08:48 AM EST, 11/28/2024 (MT Newswires) -- Thursday's flash estimate of German inflation in November wraps up a good day for the European Central Bank hawks, said ING.
With headline inflation accelerating and economic sentiment stabilizing, opposition against a 50bps rate cut at the December meeting will grow stronger, wrote the bank in a note.
German headline inflation came in at 2.2% year on year, up from 2.0% in October. Back in September, headline inflation was still at 1.6% year over year, The European inflation measure came in at 2.4% year over year, unchanged from October.
Thutday's rebound in German inflation was mainly the result of less favorable energy base effects, while at the same the timing of school vacation during the fall season inserted downward pressure on headline inflation, stated ING.

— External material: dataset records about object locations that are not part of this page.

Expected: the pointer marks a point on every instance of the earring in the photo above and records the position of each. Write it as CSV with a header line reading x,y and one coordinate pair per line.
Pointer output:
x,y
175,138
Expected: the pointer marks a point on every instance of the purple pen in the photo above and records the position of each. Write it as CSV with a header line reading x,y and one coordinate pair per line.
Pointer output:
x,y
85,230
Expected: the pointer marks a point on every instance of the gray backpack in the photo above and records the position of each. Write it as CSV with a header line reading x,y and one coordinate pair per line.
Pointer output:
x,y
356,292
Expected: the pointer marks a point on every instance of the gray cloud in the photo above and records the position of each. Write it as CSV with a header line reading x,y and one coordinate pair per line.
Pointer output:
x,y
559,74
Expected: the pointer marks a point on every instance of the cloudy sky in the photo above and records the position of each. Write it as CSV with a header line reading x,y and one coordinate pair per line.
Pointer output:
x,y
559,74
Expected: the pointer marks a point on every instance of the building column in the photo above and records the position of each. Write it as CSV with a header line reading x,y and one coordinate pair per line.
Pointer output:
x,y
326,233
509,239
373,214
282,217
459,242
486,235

Looking ahead, the stickiness of inflation at slightly too high a level still looks set to continue as favorable energy base effects will continue petering out while wages are increasing, pointed out the bank. However, with the current turning of the labor market, wage growth should come down more significantly than previously thought, leading to more disinflationary pressures next year.
As a result, ING continues to expect inflation to remain within the broad range of between 2% and 2.5% in 2025.
With Thursday's surprise -- but meager -- improvement in eurozone sentiment and now German inflation, some ECB members might start doubting both the October rate cut decision and the opening to even larger rate cuts at the December meeting, added the bank.
What remains is the genuine idea of almost all ECB officials that the rate-cutting cycle will continue. The only question is for how long and how far. Wednesday's remarks by ECB policymaker Isabel Schnabel stressed the hawkish case, which is one of a very gradual process of cutting rates.
However, even more important than the debate about 50bps or 25bps at the December meeting is the question of how far the ECB will eventually go with rate cuts. Here, Schnabel tried to mark her preferred terminal rate of between 2% and 3%, while Chief Economist Philip Lane's comments earlier on suggested that the ECB could clearly go below any neutral interest rate level next year.
In any case, having been slow to address rising inflation and arguably late in stopping rate hikes last year, the ECB now appears determined to get ahead of the curve and return interest rates to neutral as quickly as possible, according to ING. For the doves, this is a no-brainer, and for the hawks, the argument might be that getting rates back to neutral quickly could be enough to avoid another episode of unconventional monetary policy with quantitative easing and negative interest rates further down the line.
Thursday's macro data releases in the eurozone, however, should encourage the ECB hawks to object to a 50bps rate cut in December and the case for a 25bps rate cut is growing.
A 50bps rate cut decision would be a security move to preempt any potential risks for the eurozone economy coming from the next US administration's potential economic policy choices. A 25bps rate cut decision would rather follow the cautious meeting-by-meeting approach, though running the risk of not yet getting ahead of the curve.
The bank will wait for Friday's eurozone inflation numbers to finally make up its minds.